Configuring NTFS file system for performance

Solution 1:

Disable last access time stamp and reserve space for the MFT.

  • NTFS Performance Hacks
  • Disable the NTFS Last Access Time Stamp

Solution 2:

I would also add:

Turn off disk defragmentation. Change block size to 16kb so each file is written into a single block.

Rational for this:

You are wanting to write 1.7GB of data a day, in 200,000 files. Assuming that these files are writen over a 24 hour day, this means around 3 files a second. This does not seem to be a significant problem for a single SATA disk so my guess is that you have other problems as well as disk performance.

(i.e. do you have enough memory? or are you paging memory to disk as well?)

However

  1. Windows NTFS file systems by default attempts to defragment file systems in the background. Disk defragmentation will kill performance whilst you are defragmenting the disk. Since performance seems to already be an issue, this will only be making matters worse for you.

  2. There is a balance between using small cluster sizes and IO performance in writing large files. Files and the file allocation table will not be on the same sector on the disk, so having to allocated blocks as you are writing files will cause the disk head to have to constantly move around. Using a cluster size that is capable of storing 95% of your files in one cluster each, will improve your IO write performance.

  3. As other people have pointed out, using a tiny cluster size of 2k will cause fragmentation over time. Think of it like this, during the first 18 months you will be writing files into clean empty disk, but the OS doesnt know that once closed, no more data will be added to each file, so it has been leaving some blocks available at the end each file incase that file is extended later. Long before you fill the disk, you will find that the only free space is in gaps between other files. Not only that, when its selecting a gap for your file, the os does not know if you are writing a 5 block file or a 2 block file, so it can't make a good choices on where to save your file.

At the end of the day, engineering is about handling conflicting needs, and choosing the lowest cost solution to these balancing needs. My guess is that buying a larger hard drive is probably cheaper than buying faster hard drives.


Solution 3:

To elaborate on my comment on Ptolemy's answer...

By setting up your block size so a very large majority of every file is contained within one block, you do get I/O efficiencies. With a 2K block size and a 8.5K average file-size, 50% of your I/O operations will be to 5 blocks or more. By setting a 16K block size, it sounds like the very large majority of writes would be to a single block; which would make those 3% of reads much more efficient when they happen.

One thing to consider is backup I/O. If you are backing up the data, every file will get read at least once, and their directory entries will be trolled every backup pass. If you are going to back this up, please consider backup I/O in your designs.

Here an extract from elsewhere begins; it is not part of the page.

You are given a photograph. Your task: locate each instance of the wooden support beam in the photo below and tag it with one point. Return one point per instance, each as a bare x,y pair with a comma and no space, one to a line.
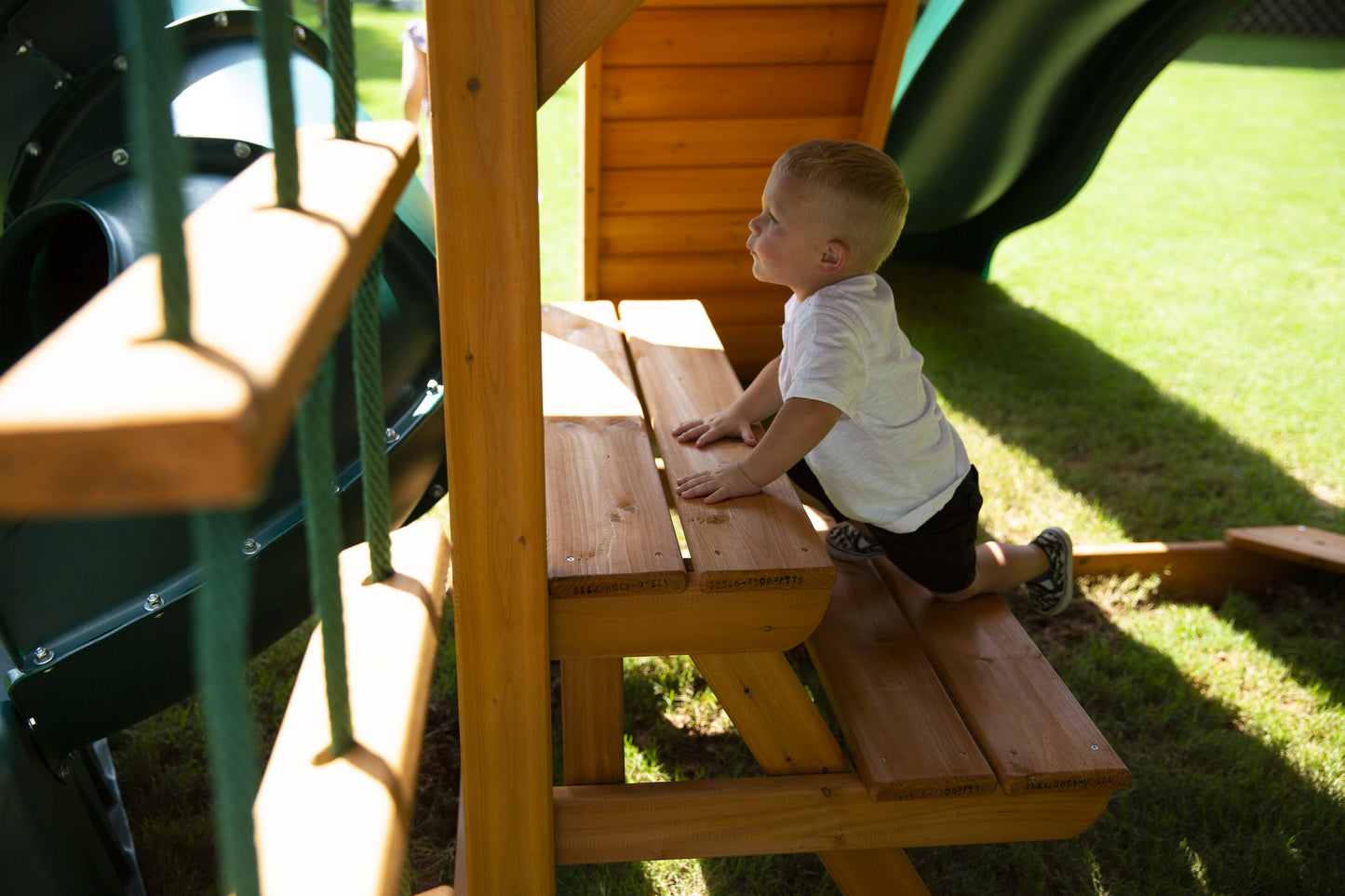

Caveats: if your underlaying storage system is one that already does some storage virtualization (such as an HP EVA disk-array, or other arrays of that class) then this doesn't matter so much. Fragmentation of this type will not be noticed as the data already physically exists in a highly fragmented nature on the actual drives. In that case, the 2k block size is just fine and won't affect performance as much. There will still be performance gains by selecting a block size large enough to hold a majority of your expected file-sizes, but the magnitude won't be as significant.


Solution 4:

Late for this party, but might benefit others, so...

Re. cluster size, first and most important, you'd need to look at the distribution of file sizes, so you could optimize for both low fragmentation and disk space waste so you'd resize clusters close to this size, not overall avg - e.g.: if most files fall near 2k, a 2k cluster size would be optimal, if near 4k, then a 4k cluster would be optimal, and so forth; if otoh file sizes are evenly/randomly distributed, then best you could do is go with close to avg file size for cluster size, or store files in partitions with different cluster sizes for different file sizes, like some larger systems do, but you'd need software/fs support for that.